Gymnasium Gleichense Ohrdruf

25 Jahre neues Gymnasium Gleichense – Gala in der Goldberghalle am 22.03.2016

Das Gymnasium feiert in diesem Jahr sein 25jähriges Jubiläum der Wiedergründung.
Anlass genug, eine Gala zum Frühlingsanfang in der Goldberghalle zu veranstalten.
In früheren Zeiten endeten Schuljahre zu Ostern.

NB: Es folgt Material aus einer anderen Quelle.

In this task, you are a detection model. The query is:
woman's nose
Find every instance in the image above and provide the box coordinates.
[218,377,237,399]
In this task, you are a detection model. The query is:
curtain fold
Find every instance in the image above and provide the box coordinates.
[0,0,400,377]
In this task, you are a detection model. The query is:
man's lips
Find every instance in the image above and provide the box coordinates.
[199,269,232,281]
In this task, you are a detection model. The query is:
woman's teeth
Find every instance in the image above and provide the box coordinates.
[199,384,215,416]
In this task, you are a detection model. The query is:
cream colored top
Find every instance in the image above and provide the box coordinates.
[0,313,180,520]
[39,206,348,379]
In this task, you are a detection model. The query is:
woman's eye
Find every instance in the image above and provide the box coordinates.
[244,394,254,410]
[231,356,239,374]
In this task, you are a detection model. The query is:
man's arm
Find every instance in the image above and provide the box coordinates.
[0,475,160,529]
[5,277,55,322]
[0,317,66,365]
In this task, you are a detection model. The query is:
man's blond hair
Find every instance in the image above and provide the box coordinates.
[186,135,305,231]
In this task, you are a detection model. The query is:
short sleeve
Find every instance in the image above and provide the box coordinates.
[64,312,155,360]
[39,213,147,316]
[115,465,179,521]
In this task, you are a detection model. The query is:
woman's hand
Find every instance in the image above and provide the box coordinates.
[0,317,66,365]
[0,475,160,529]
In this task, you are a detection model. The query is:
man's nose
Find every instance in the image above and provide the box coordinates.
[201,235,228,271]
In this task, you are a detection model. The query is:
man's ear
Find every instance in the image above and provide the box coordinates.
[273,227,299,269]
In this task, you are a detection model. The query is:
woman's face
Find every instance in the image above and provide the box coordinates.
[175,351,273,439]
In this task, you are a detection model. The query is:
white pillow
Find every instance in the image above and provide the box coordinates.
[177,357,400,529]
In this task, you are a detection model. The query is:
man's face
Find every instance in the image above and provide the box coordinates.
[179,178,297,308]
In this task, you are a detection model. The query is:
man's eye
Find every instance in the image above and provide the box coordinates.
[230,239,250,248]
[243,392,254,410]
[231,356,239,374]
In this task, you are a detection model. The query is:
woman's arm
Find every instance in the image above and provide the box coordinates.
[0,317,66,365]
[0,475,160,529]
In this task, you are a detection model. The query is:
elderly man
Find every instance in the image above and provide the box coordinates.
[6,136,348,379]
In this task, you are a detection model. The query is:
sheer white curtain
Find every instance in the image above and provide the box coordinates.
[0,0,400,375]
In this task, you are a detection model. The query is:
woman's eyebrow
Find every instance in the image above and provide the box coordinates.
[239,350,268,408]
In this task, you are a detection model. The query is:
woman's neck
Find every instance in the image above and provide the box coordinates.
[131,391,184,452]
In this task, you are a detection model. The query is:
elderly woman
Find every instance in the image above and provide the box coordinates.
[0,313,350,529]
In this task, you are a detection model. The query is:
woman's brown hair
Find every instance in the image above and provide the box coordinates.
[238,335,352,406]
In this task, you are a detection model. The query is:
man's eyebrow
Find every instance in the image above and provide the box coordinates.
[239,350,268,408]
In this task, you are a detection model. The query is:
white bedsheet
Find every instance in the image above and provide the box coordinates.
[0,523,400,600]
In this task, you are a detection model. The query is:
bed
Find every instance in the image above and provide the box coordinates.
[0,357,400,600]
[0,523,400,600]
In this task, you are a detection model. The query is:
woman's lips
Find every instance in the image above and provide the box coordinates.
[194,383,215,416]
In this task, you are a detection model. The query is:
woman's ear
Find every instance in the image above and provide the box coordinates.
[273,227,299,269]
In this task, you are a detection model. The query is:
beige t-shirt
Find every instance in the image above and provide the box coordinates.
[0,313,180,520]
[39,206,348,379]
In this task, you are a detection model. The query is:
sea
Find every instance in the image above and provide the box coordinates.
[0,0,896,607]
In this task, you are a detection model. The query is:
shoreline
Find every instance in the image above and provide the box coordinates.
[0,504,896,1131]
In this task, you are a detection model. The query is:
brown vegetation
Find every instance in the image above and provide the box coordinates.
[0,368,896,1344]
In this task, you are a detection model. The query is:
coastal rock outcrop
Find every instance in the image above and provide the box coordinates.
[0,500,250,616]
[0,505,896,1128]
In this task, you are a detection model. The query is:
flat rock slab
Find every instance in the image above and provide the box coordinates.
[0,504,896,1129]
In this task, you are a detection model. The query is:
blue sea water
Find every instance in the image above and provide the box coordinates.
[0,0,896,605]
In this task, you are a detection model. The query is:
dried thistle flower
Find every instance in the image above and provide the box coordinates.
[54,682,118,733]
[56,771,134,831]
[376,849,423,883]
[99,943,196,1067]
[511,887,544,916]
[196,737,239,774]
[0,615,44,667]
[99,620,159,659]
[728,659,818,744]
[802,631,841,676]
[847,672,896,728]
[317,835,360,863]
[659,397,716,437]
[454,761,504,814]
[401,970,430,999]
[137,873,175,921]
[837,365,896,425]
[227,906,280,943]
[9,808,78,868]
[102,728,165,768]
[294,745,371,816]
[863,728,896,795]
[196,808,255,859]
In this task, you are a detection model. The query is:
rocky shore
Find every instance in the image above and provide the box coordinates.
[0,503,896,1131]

Die  Schulgeschichte mit etwas verwirrenden Jahreszahlen (450 Jahre Lateinschule von 1564, wiedergegründet durch die Grafen Georg II. und Gebhard, aber eigentlich schon im 15. Jh. bestehend, also über 500 Jahre; erste Klosterschule Thüringens bereits vor fast 1300 Jahren) war nur am Rande ein Thema.
Feierlich begangen wurde das 25jährige Jubiläum der Wiedergründung 1991.
Ein großartiges Programm wurde unter meisterlicher Leitung Christiane Hergers von Schülern der 5. bis 12.Klassen geboten.
Von Frühlingsweisen (Chor der Kl.5/6), über barocke Klänge (Tanz zu einem Menuett von Johann Sebastian Bach, dem berühmtesten Schüler der Schule) und Lieder von ABBA (Schulorchester)sowie über Astrid Lindgrens Pippi  Langstrumpf, bis zum stimmgewaltigen Oberstufenchor und dem rockigen Abschluss durch die Schulband führte der sehr abwechslungsreiche Abend.
Ein Ensemble von über 150 Schülern (fast die Hälfte der 380 umfassenden  aktuellen  Schülerzahl !)
bildete eine grandiose Kulisse mit tollen musikalischen und tänzerischen Leistungen.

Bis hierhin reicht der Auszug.